I looked at my feet this time, my sneakers seemed more colorful now, somehow I wondered how come I never noticed the tiny stain on my shoelace.
"Your elder sister graduated from Harvard with distinction and my twins are doing well in their respective school works"
I wanted to remind my mum it was just a test, just a secondary school test.
"What do you think life is all about Cynthia, what exactly?"
I still had my eyes fixed on my sneakers, I just came fourth in this test I wanted to scream, when I came first the previous term, my mum didn't say anything beautiful, she didn't hug me like she hugged my sisters, was it because I wasn't the first child or because I wasn't a twin?
What had she said
"Your sister made an excellent grade too in class, she took first place for 6 straight years"
My mum shook her head and walked away back into the kitchen where she was clearly supervising the cooking.
I walked towards my room that was at the edge of the passage way, see, even in sharing of rooms I was marginalized.
I tried to ignore the faint voice of Kidi's Say Cheese coming from my room probably cos I could be hearing things but that wasn't it, it was coming from my room, loud and clear.
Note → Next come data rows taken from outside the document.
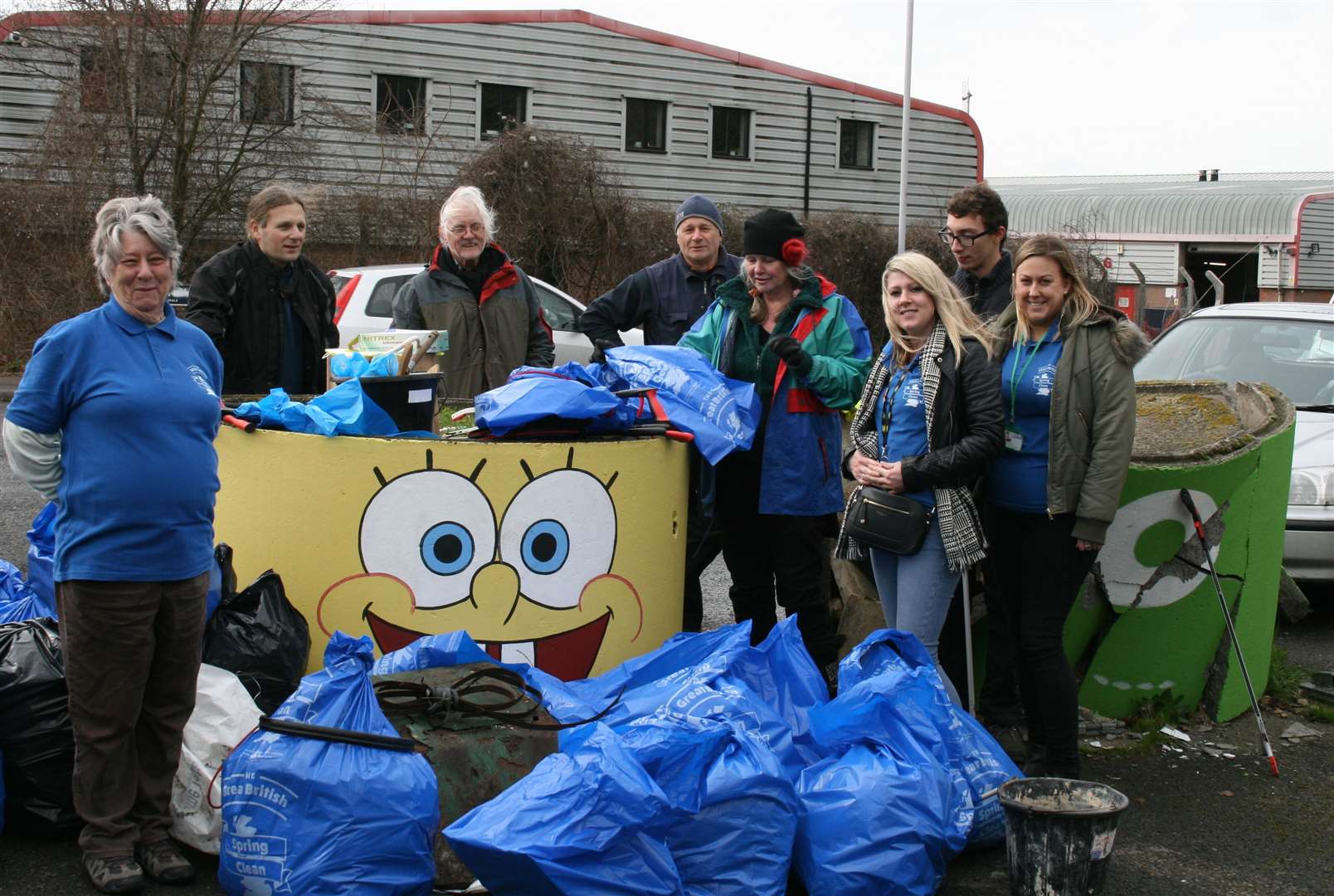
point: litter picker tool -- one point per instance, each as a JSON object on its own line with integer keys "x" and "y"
{"x": 1231, "y": 630}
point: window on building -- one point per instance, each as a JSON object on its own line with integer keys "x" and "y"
{"x": 105, "y": 78}
{"x": 94, "y": 80}
{"x": 855, "y": 144}
{"x": 646, "y": 125}
{"x": 731, "y": 132}
{"x": 504, "y": 108}
{"x": 399, "y": 103}
{"x": 267, "y": 92}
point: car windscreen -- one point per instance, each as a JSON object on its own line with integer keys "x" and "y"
{"x": 1294, "y": 356}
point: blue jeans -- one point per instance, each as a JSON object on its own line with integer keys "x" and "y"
{"x": 926, "y": 586}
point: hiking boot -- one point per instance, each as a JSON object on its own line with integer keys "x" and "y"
{"x": 162, "y": 862}
{"x": 114, "y": 874}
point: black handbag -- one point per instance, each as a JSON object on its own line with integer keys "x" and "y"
{"x": 884, "y": 520}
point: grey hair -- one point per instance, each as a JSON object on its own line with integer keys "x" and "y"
{"x": 132, "y": 213}
{"x": 469, "y": 197}
{"x": 798, "y": 274}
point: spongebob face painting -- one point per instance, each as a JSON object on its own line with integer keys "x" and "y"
{"x": 567, "y": 558}
{"x": 534, "y": 586}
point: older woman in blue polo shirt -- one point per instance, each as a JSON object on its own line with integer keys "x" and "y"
{"x": 115, "y": 421}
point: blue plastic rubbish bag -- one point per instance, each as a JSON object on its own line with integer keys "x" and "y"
{"x": 343, "y": 411}
{"x": 535, "y": 393}
{"x": 41, "y": 556}
{"x": 921, "y": 709}
{"x": 881, "y": 814}
{"x": 739, "y": 839}
{"x": 315, "y": 816}
{"x": 17, "y": 601}
{"x": 722, "y": 412}
{"x": 587, "y": 821}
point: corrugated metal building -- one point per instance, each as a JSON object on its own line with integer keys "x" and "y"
{"x": 674, "y": 116}
{"x": 1266, "y": 236}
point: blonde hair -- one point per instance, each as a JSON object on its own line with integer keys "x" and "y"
{"x": 798, "y": 275}
{"x": 1078, "y": 305}
{"x": 952, "y": 309}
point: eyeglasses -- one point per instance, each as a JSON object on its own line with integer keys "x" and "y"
{"x": 965, "y": 239}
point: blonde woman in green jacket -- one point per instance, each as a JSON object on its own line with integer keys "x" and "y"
{"x": 1069, "y": 400}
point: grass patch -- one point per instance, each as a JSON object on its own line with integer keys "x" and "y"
{"x": 1285, "y": 679}
{"x": 1163, "y": 709}
{"x": 1321, "y": 713}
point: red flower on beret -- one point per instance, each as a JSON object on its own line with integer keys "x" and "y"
{"x": 792, "y": 252}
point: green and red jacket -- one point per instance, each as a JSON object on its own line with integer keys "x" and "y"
{"x": 803, "y": 432}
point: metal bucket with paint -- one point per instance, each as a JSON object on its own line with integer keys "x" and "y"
{"x": 1059, "y": 835}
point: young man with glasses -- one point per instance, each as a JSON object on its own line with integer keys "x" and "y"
{"x": 974, "y": 230}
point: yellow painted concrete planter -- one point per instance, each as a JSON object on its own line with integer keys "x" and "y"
{"x": 564, "y": 555}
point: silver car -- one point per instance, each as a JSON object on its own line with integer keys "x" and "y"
{"x": 364, "y": 304}
{"x": 1290, "y": 346}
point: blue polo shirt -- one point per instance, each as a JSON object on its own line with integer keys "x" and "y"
{"x": 1018, "y": 479}
{"x": 902, "y": 399}
{"x": 138, "y": 410}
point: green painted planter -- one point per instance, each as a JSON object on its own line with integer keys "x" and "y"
{"x": 1149, "y": 621}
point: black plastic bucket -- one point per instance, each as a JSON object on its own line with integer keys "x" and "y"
{"x": 1058, "y": 835}
{"x": 411, "y": 400}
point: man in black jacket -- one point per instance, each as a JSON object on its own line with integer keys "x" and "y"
{"x": 666, "y": 299}
{"x": 269, "y": 311}
{"x": 974, "y": 230}
{"x": 669, "y": 296}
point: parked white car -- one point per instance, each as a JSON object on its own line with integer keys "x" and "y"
{"x": 1290, "y": 346}
{"x": 366, "y": 305}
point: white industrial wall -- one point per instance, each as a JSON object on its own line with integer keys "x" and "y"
{"x": 578, "y": 76}
{"x": 1316, "y": 265}
{"x": 1156, "y": 261}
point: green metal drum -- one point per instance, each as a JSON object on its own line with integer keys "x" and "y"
{"x": 1147, "y": 623}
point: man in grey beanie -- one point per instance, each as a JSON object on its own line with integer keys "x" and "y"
{"x": 666, "y": 299}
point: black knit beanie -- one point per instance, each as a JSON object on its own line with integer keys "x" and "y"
{"x": 777, "y": 235}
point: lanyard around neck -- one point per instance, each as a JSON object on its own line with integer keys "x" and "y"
{"x": 897, "y": 382}
{"x": 1014, "y": 366}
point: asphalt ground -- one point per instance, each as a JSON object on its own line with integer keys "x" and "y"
{"x": 1197, "y": 825}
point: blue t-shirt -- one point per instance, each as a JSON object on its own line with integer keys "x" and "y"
{"x": 138, "y": 410}
{"x": 1018, "y": 479}
{"x": 906, "y": 436}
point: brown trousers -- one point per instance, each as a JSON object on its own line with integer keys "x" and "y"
{"x": 132, "y": 651}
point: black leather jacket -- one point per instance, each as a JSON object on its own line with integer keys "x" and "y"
{"x": 234, "y": 299}
{"x": 969, "y": 423}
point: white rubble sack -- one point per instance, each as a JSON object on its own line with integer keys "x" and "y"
{"x": 224, "y": 713}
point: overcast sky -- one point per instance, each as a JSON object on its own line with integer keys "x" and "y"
{"x": 1059, "y": 87}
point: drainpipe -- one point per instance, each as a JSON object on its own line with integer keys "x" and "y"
{"x": 1278, "y": 256}
{"x": 1189, "y": 299}
{"x": 806, "y": 186}
{"x": 908, "y": 123}
{"x": 1218, "y": 285}
{"x": 1141, "y": 294}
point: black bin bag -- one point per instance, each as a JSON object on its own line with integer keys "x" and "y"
{"x": 261, "y": 638}
{"x": 37, "y": 739}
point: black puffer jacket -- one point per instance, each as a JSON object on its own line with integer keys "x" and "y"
{"x": 969, "y": 423}
{"x": 234, "y": 299}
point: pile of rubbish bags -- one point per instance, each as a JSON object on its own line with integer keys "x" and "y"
{"x": 721, "y": 414}
{"x": 255, "y": 651}
{"x": 714, "y": 767}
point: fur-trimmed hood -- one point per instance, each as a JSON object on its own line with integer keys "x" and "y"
{"x": 1127, "y": 340}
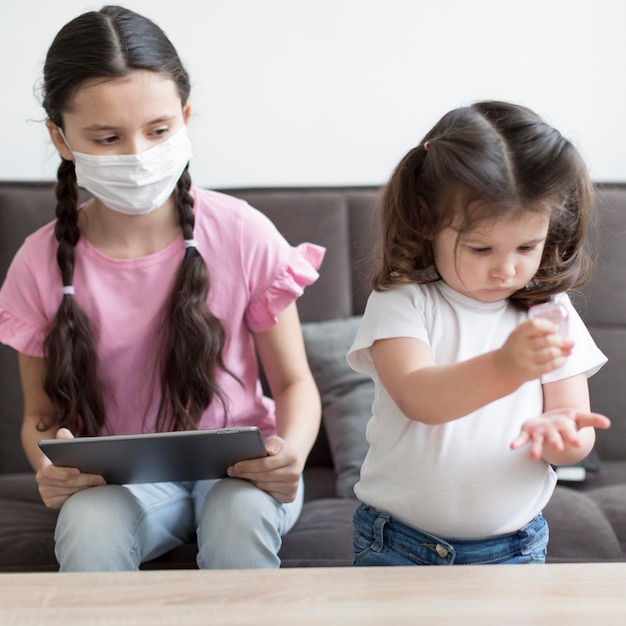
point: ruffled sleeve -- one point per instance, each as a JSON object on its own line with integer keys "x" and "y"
{"x": 298, "y": 270}
{"x": 27, "y": 303}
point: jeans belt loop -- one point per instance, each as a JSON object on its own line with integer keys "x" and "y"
{"x": 379, "y": 525}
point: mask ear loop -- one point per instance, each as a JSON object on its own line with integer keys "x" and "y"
{"x": 65, "y": 139}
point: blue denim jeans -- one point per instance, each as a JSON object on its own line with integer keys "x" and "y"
{"x": 379, "y": 539}
{"x": 118, "y": 527}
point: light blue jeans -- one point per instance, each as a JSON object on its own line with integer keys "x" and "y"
{"x": 379, "y": 539}
{"x": 118, "y": 527}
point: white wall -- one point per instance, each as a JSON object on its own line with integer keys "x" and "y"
{"x": 295, "y": 92}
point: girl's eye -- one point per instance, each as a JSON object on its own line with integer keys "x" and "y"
{"x": 105, "y": 141}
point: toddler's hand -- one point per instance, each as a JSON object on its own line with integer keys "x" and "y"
{"x": 534, "y": 348}
{"x": 556, "y": 429}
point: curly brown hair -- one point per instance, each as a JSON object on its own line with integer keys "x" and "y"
{"x": 502, "y": 158}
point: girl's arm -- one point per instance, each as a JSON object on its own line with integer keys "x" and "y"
{"x": 56, "y": 484}
{"x": 565, "y": 433}
{"x": 298, "y": 409}
{"x": 434, "y": 394}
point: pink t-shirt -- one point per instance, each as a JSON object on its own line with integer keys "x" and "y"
{"x": 254, "y": 274}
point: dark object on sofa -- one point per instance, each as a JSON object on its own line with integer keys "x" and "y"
{"x": 587, "y": 519}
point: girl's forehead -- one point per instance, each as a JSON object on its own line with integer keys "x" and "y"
{"x": 139, "y": 90}
{"x": 522, "y": 221}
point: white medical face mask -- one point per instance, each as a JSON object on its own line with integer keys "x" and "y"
{"x": 134, "y": 184}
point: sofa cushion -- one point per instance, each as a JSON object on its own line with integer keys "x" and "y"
{"x": 27, "y": 530}
{"x": 579, "y": 529}
{"x": 347, "y": 396}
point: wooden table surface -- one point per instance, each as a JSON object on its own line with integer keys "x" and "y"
{"x": 554, "y": 595}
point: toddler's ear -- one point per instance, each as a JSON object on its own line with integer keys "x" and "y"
{"x": 58, "y": 141}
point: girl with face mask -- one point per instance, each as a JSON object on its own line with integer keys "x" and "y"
{"x": 143, "y": 309}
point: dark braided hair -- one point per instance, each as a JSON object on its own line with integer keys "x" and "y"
{"x": 112, "y": 43}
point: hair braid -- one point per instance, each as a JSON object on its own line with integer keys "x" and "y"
{"x": 194, "y": 337}
{"x": 71, "y": 380}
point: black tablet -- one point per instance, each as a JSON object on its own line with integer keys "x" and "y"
{"x": 149, "y": 458}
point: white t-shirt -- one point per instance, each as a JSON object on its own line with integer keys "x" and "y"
{"x": 459, "y": 479}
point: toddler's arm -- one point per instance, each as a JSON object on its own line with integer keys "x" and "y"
{"x": 434, "y": 394}
{"x": 565, "y": 433}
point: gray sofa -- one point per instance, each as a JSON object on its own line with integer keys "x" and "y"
{"x": 587, "y": 519}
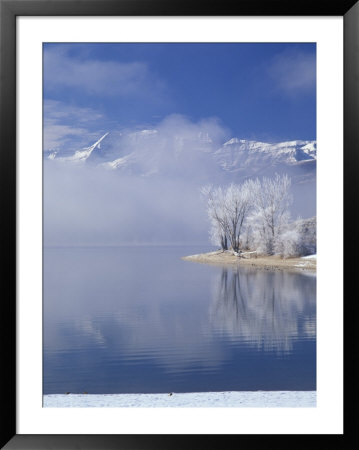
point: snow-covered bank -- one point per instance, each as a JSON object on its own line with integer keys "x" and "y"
{"x": 257, "y": 399}
{"x": 251, "y": 259}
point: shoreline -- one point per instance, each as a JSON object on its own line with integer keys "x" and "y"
{"x": 251, "y": 259}
{"x": 234, "y": 399}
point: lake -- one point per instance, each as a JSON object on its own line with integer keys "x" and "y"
{"x": 141, "y": 320}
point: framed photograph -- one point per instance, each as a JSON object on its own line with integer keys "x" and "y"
{"x": 171, "y": 173}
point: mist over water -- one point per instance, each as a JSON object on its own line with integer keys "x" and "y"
{"x": 142, "y": 320}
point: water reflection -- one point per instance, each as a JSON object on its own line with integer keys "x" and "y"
{"x": 139, "y": 320}
{"x": 267, "y": 309}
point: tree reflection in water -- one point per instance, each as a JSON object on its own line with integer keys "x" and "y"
{"x": 263, "y": 308}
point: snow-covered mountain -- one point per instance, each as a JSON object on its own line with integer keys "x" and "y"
{"x": 150, "y": 153}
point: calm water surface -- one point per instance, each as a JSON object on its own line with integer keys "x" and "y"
{"x": 140, "y": 319}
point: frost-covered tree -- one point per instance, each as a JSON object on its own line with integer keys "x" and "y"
{"x": 216, "y": 214}
{"x": 272, "y": 198}
{"x": 228, "y": 209}
{"x": 237, "y": 204}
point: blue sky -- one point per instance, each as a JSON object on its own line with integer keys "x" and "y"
{"x": 254, "y": 91}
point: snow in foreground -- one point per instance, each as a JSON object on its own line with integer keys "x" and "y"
{"x": 257, "y": 399}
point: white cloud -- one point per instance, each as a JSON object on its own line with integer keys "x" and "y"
{"x": 97, "y": 77}
{"x": 294, "y": 71}
{"x": 66, "y": 124}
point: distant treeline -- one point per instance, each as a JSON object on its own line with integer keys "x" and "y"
{"x": 255, "y": 216}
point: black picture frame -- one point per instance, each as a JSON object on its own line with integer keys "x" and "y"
{"x": 9, "y": 10}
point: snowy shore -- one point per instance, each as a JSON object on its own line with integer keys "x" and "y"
{"x": 256, "y": 399}
{"x": 251, "y": 259}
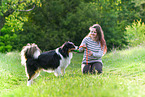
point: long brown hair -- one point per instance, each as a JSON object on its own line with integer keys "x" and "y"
{"x": 100, "y": 37}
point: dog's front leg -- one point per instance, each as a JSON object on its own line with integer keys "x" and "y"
{"x": 57, "y": 71}
{"x": 62, "y": 71}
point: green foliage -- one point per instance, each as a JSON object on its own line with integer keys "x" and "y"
{"x": 135, "y": 34}
{"x": 50, "y": 26}
{"x": 52, "y": 23}
{"x": 123, "y": 76}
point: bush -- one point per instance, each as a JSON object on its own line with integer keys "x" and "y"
{"x": 135, "y": 34}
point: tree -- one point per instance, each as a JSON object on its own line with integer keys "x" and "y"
{"x": 9, "y": 7}
{"x": 11, "y": 22}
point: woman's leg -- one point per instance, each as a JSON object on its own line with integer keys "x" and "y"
{"x": 97, "y": 68}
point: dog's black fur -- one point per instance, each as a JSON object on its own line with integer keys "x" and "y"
{"x": 54, "y": 60}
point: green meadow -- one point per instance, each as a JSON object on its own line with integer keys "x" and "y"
{"x": 123, "y": 76}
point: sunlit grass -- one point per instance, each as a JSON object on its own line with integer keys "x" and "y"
{"x": 123, "y": 76}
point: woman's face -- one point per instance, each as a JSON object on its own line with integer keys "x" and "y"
{"x": 93, "y": 32}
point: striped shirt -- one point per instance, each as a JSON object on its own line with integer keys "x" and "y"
{"x": 93, "y": 46}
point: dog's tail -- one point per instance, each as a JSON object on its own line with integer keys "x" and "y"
{"x": 29, "y": 51}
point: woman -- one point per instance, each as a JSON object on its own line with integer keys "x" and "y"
{"x": 94, "y": 47}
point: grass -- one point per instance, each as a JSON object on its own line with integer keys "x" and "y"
{"x": 123, "y": 76}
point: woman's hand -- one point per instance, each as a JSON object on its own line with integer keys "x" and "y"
{"x": 90, "y": 53}
{"x": 84, "y": 46}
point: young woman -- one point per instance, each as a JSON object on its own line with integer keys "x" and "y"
{"x": 94, "y": 47}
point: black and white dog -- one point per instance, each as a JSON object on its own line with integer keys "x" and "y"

That only meant one thing;
I opened my door quietly and then I saw them, Sandra and Stephanie, my mum's twin.
The two identical humans that annoyed me to the core. Sandra was sitting on my bed applying some nail polish and Stephaine was in front of my mirror doing some video, what else did they know? All they did was invade my peace and now my space.
I stood at the door and observed them for a while, my room seemed to be their favorite place in the house, thinking of it, my room was even plain compared to theirs, just purple walls, a large vanity table, a small reading table close to my large bed that was covered with brown duvets and pictures of Micheal Jordans all over.
A walk in closet by the left and my bathroom just close by.
"This one you are standing there looking at us like a zombie, don't you miss us?" Sandra asked not looking up from her fingers.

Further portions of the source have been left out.